[Slight OT] TDPL in Russia

Denis Koroskin 2korden at gmail.com
Fri Aug 27 18:13:14 PDT 2010


On Fri, 27 Aug 2010 23:52:45 +0400, Don <nospam at nospam.com> wrote:

> Walter Bright wrote:
>> Stanislav Blinov wrote:
>>> Here I agree that paper books beat any ebooks.
>>> As for Russian translations - I don't like them since I've taken a  
>>> look at translated GoF book on design patterns. Translations are  
>>> unbearable far too often. Most of the time, people who translate such  
>>> books are either totally incompetent in CompSci, or know little to  
>>> know aspects of the particular area covered by the book. That leads to  
>>> mistakes, inconsistensies, errors. And often, the translation itself  
>>> is hardly readable compared to original. So I'd personally rather buy  
>>> the book from original publisher (therefore giving my monetary thanks  
>>> to the author) rather than pay additional sum for questionable work of  
>>> translators and local publishers.
>>  In the last couple of my trips to conferences in Europe, I talked to  
>> developers who were not native english speakers about this. They were  
>> unequivocal and emphatic in wanting to do their programming in english.  
>> The thing is, the programming community is global, covering about every  
>> country and language, and english is what binds them all together.  
>> They're cut off if they are not conversant in technical english, and as  
>> you said, are unhappy with second-rate buggy translations.
>>  This wasn't true 25 years ago, when localizing the programming tools  
>> was all the rage.
>>  I use google translator a lot. Sure, it often gives very bad  
>> translations, but they are good enough that you can get what the author  
>> is saying.
>
> I would say, though, that the most important thing is to use a language  
> which you are reasonably fluent in.
>
> I occasionally have to maintain a body of code which was written by an  
> Italian programmer. Some of the comments are in Italian, amd the  
> variable names are all in Italian, but most of the comments are in his  
> attempt at German, but they have Italian word order. Some maintenance  
> has been done by a fellow Australian who was just learning German, he  
> added comments in some English-German hybrid.
> It's hilariously incomprehensible. And unfortunately google translator  
> only works with real languages...

That's funny.

I was once working at a company that enforced writing English comments to  
avoid issues like this (even though the whole company is Russian). Since  
then it's plain unnatural to me to write comments in anything other that  
English.
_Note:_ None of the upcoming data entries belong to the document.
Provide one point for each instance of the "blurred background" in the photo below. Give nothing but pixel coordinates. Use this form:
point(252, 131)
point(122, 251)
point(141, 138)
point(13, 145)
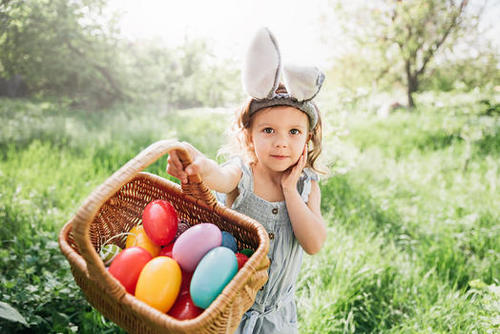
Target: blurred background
point(411, 106)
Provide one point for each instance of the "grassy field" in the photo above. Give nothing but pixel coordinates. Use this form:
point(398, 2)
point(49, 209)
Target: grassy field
point(412, 203)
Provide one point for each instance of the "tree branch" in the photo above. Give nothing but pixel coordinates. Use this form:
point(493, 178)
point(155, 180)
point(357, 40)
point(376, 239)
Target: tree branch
point(434, 47)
Many large international companies do the same, or have specially  
hired technical writers to write English manuals.

For example, Sony Computer Entertainment has most of their code and  
samples commented in Japanese. Official English documentation may come  
weeks (or even months) after initial release of a product, and is often  
incomplete. In this case, using Google translator is often the only way to  
understand their code for non-Japanese speaking developers.